Tutto il mondo si chiede che Paese sarà la Siria dopo la crisi…Che cosa risponde Assad?

«La guerra – dice – è una lezione molto dura per ogni società. Ogni Paese, dopo un conflitto, dovrebbe essere migliore. Quando ti trovi con la guerra che arriva dall’esterno, con i siriani usati come combattenti per procura, non basta accusare l’Occidente o gli Stati dei petroldollari che sostengono i terroristi. Dobbiamo guardarci negli occhi e chiederci ‘cosa c’è che non va nel mio Paese?’. Non sto parlando come presidente, ma come cittadino siriano. Se vuole parlare di come sarà la Siria dopo la guerra, il punto non è la mia agenda. La mia agenda si limita a facilitare il dialogo tra i siriani, perché questa è una discussione nazionale su quale sistema politico si vuole: presidenziale, semi-presidenziale, parlamentare e così via.

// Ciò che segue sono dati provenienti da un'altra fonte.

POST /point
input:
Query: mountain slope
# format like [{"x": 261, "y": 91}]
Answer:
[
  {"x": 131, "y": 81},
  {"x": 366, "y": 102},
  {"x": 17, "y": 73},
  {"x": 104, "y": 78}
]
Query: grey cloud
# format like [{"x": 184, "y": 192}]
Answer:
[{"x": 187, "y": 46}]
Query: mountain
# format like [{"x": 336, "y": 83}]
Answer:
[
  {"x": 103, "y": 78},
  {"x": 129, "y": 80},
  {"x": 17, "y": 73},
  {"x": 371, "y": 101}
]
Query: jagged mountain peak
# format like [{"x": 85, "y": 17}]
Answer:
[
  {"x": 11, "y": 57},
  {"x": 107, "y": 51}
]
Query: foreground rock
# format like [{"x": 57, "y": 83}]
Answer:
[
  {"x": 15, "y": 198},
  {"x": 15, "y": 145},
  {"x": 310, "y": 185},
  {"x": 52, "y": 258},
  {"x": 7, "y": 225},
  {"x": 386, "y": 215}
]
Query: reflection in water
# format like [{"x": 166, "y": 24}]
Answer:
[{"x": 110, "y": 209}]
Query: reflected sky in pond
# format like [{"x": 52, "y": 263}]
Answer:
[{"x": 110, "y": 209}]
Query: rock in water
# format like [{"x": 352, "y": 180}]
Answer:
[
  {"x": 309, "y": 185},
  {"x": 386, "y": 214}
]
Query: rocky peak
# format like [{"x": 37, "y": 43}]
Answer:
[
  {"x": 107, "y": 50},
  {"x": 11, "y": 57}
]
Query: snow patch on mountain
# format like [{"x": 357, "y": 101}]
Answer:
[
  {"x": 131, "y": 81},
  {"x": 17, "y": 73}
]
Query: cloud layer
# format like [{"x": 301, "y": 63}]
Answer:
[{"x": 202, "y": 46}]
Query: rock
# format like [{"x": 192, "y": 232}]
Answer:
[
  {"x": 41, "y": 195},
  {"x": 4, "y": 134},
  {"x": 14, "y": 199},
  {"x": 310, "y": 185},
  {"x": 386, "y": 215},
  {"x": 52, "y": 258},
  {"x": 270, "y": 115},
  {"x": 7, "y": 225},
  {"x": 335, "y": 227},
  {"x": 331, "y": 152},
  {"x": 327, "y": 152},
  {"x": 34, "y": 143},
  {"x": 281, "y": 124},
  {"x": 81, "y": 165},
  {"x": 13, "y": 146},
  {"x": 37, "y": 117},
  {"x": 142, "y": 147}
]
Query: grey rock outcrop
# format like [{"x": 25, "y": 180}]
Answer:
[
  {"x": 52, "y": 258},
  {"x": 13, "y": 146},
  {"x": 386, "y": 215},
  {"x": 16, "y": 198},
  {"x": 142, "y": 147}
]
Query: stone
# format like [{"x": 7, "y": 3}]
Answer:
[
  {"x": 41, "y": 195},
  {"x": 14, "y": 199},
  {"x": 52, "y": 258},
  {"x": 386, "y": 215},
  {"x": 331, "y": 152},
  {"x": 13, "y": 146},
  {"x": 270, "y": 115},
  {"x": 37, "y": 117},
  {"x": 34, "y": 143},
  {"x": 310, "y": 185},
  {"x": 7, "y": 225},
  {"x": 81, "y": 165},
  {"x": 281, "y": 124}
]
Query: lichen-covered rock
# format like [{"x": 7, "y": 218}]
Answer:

Quando si affronta il tema del sistema politico, allora si può parlare di istituzioni – l’esercito, i ministeri, il governo e tutto il resto – che devono essere il riflesso della Costituzione. Questo richiede un dialogo ad ampio spettro nella società siriana perché, alla fine del percorso, ci sarà un referendum. Il governo non può stabilire che ‘questo è bene e questo è male per il destino del Paese’. Quindi io non voglio esprimere la mia visione del futuro della Siria, ma direi piuttosto qual è la visione siriana del futuro del nostro Paese. Ci vuole dialogo, ma la priorità dei siriani adesso è combattere il terrorismo. È un lusso parlare adesso di politica quando potresti essere ucciso nei prossimi minuti. Quindi, la priorità è avviare la riconciliazione in varie aree. Quando avremo raggiunto questi due obiettivi, potremo parlare di tutto il resto».

Ma Assad getta uno sguardo sul futuro del suo paese anche con una spiegazione etico-religiosa. Cioè: bisogna stare alla logica uccidi o sarai ucciso?

«Non dipende dalla politica – chiarisce –  ma dalla cultura e non da quella delle origini. Da alcuni decenni si è diffuso questo approccio per colpa della ideologia wahabita (il tipo di Islam reazionario promosso dall’Arabia saudita) che non ne tollera altre. Non riguarda soltanto le persone religiose, questa atmosfera di rifiuto dell’altro può contagiare chiunque nella società. Ed è stato un fattore importante nel determinare l’attuale situazione in Siria. Se non si affronta questa questione e ogni parte della società non impara ad accettare le altre, si arriva alla guerra civile. Ora c’è uno scontro tra questa mentalità, propria soprattutto dei gruppi islamisti wahabiti, e il resto della società. Ma alla fine della guerra la mappa politica potrebbe essere diversa. Non è una questione culturale, è temporanea, locale. E ha colpito noi così come le società europee: i risultati li vedete nei vostri Paesi, soprattutto in Francia, dove in molti si sono sentiti isolati e i predicatori wahabiti hanno avuto la possibilità di plagiare le loro menti. Ora ne pagate il prezzo. Molti dei più spietati leader di al Qaeda in Siria, dell’Isis o di Al Nusra, arrivano dall’Europa, non dai Paesi arabi. Noi abbiamo moltissimi combattenti provenienti dal mondo arabo. Ma i loro leader arrivano soprattutto dall’Europa».